Efficient Python for Data Scientists #1: Write Python Clean Code Using These 3 Principles
A Brief Guide To Write Python Clean Code
Writing clean code is an essential skill for every programmer, and it’s not as easy as you might think. Even experienced coders struggle to write clean code, and it often feels like a constant battle to keep things tidy and organized. But how do you go about doing that?
Clean code is substantially more than just removing all your commented lines or keeping the length of your functions to a minimum. It’s about making your code readable so that any other coder coming to your project in the future will know exactly what you meant with a given piece of code without having to dig through comments or documentation.
There are lots of principles, techniques, and best practices we can follow to write Python clean code. Given below are some tips that will help you get started and make the process easier the next time you write code again.
Table of contents:
Characteristics of High-Quality Production Code
Naming Convection
2.1. Variables
2.2. Functions
2.3. ClassesUsing Nice white space
3.1. Indentation
3.2. Maximum Line Length
3.3. Blank LinesComments & Documentation
4.1. In-line Comments
4.2. Docstrings
4.3. DocumentationReferences
Get All My Books, One Button Away With 40% Off
I have created a bundle for my books and roadmaps, so you can buy everything with just one button and for 40% less than the original price. The bundle features 8 eBooks, including:
1. Characteristics of High-Quality Production Code
In any software project, the code is one of the most important assets. The final production code must be clean and easy to understand in order to facilitate its maintenance.
Reusing parts of code, modularity, and object orientation are some of the techniques used to produce high-quality code.
In this section, I describe several characteristics that help identify high-quality production code.
These characteristics may not seem important at first glance, but they have a major impact on how efficiently developers can work with your project’s source code. Let’s take a look!

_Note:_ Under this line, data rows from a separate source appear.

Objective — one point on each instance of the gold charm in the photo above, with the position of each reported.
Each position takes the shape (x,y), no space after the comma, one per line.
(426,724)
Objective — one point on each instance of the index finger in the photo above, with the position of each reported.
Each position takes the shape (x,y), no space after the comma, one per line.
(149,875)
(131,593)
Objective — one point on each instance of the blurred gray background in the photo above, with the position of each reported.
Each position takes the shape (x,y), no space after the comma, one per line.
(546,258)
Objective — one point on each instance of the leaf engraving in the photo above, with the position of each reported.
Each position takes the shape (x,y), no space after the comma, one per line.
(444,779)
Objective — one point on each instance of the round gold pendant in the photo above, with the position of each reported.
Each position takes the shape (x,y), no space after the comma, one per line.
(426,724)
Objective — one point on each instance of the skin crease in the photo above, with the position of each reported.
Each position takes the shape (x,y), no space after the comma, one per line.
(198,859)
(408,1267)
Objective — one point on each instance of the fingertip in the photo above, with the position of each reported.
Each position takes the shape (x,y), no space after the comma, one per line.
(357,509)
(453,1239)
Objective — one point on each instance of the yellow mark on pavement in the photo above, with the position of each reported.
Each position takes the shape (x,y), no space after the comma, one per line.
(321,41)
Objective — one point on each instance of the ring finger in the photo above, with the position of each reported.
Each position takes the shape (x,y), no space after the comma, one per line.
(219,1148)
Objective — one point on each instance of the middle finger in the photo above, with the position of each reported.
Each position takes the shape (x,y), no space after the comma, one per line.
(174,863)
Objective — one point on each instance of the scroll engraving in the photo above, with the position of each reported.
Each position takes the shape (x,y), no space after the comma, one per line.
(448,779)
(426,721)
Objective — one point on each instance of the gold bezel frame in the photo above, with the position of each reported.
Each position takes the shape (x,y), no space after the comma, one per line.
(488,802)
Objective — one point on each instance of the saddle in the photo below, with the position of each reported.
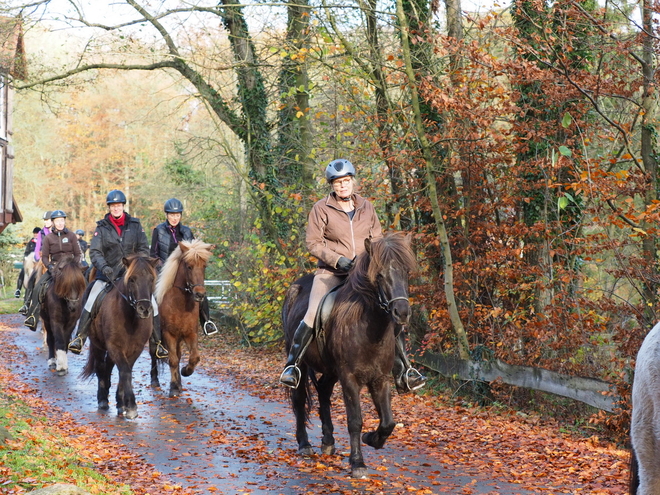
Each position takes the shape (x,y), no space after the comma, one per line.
(322,316)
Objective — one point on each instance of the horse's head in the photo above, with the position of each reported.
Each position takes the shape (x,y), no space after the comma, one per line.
(391,259)
(194,256)
(139,282)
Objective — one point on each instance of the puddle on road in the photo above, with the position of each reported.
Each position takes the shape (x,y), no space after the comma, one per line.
(216,437)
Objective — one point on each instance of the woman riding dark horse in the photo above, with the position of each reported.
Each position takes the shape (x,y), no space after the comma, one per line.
(117,236)
(337,228)
(59,243)
(37,257)
(164,240)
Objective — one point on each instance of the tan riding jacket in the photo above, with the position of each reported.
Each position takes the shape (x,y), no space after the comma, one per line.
(331,233)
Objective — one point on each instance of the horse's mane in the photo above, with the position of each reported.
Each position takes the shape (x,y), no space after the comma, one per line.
(137,262)
(69,280)
(197,252)
(394,248)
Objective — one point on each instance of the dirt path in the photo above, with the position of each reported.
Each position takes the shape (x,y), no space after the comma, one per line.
(223,436)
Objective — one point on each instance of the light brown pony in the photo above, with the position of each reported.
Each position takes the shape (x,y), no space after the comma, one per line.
(179,290)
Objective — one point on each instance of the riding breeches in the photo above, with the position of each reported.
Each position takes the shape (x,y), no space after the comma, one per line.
(323,283)
(98,287)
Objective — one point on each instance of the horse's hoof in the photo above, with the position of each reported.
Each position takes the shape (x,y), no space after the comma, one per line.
(328,449)
(306,451)
(359,473)
(130,413)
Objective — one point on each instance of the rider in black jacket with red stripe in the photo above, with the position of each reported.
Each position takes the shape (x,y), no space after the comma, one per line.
(164,240)
(116,236)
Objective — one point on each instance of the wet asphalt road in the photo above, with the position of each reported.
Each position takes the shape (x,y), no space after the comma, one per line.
(217,438)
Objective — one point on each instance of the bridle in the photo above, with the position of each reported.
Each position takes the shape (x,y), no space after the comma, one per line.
(130,299)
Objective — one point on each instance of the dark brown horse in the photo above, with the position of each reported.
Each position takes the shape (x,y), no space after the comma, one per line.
(61,309)
(359,344)
(179,290)
(120,331)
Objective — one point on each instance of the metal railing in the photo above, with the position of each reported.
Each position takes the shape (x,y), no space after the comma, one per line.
(221,295)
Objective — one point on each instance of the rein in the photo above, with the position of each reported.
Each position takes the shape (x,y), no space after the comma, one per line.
(386,304)
(132,302)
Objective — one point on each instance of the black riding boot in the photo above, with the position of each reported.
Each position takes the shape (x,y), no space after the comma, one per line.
(19,284)
(301,339)
(33,309)
(406,378)
(205,318)
(156,339)
(78,342)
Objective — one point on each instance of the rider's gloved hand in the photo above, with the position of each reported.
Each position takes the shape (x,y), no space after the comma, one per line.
(344,264)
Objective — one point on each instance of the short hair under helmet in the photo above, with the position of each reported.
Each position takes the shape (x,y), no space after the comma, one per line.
(339,168)
(173,205)
(115,196)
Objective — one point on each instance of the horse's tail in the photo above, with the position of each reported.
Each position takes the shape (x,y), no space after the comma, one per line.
(634,473)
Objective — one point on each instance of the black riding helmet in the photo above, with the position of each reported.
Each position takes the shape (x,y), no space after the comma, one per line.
(173,205)
(339,168)
(115,196)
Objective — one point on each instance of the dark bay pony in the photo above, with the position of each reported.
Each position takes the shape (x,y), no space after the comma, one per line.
(179,290)
(359,344)
(61,309)
(120,331)
(645,420)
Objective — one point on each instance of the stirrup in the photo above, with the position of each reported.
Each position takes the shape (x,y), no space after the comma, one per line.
(295,372)
(31,322)
(76,345)
(413,379)
(161,352)
(213,329)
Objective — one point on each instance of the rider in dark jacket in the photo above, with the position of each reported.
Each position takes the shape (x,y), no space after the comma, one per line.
(59,243)
(117,235)
(164,240)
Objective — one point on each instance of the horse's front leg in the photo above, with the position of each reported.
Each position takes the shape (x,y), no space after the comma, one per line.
(325,387)
(175,376)
(50,344)
(193,358)
(380,394)
(354,418)
(103,374)
(299,406)
(126,404)
(155,382)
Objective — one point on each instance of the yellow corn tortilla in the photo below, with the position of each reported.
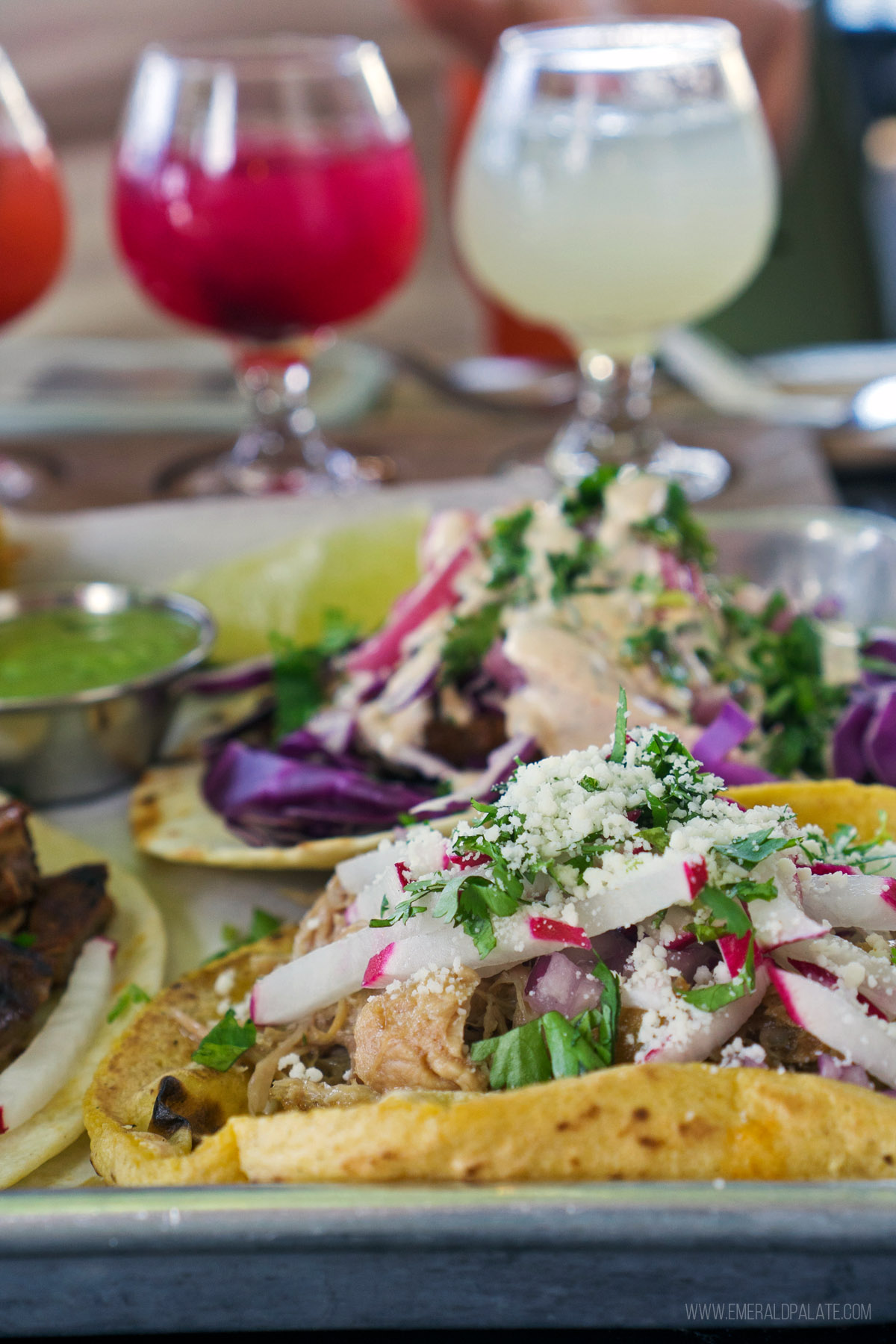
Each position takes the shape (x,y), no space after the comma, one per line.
(136,927)
(632,1121)
(171,820)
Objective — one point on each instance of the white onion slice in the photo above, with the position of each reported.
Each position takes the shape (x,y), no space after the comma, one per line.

1. Production Code: software running on production servers to handle live users and data of the intended audience. Note this is different from production quality code, which describes code that meets expectations in reliability, efficiency, etc., for production. Ideally, all code in production meets these expectations, but this is not always the case.
2. Clean: readable, simple, and concise. A characteristic of production quality code that is crucial for collaboration and maintainability in software development. Clean code is a very important characteristic of high-quality production, and writing clean code will lead to:
Focused Code: Each function, class, or module should do one thing and do it well.
Easy to read code: According to Grady Booch, author of Object-Oriented Analysis and Design with Applications, clean code reads like well-written prose.
Easy to debug code: Clean code can be easily debugged and fix its errors as it is easy to read and follow.
Easy to maintain: That is, it can easily be read and enhanced by other developers.
3. Modular Code: logically broken up into functions and modules. Also, an important characteristic of production-quality code is that it makes your code more organized, efficient, and reusable. Modules allow code to be reused by encapsulating it into files that can be imported into other files.
4. Refactoring: Restructuring your code to improve its internal structure, without changing its external functionality. This gives you a chance to clean and modularize your program after you’ve got it working. Since it isn’t easy to write your best code while you’re still trying to just get it working, allocating time to do this is essential to producing high-quality code. Despite the initial time and effort required, this pays off by speeding up your development time in the long run.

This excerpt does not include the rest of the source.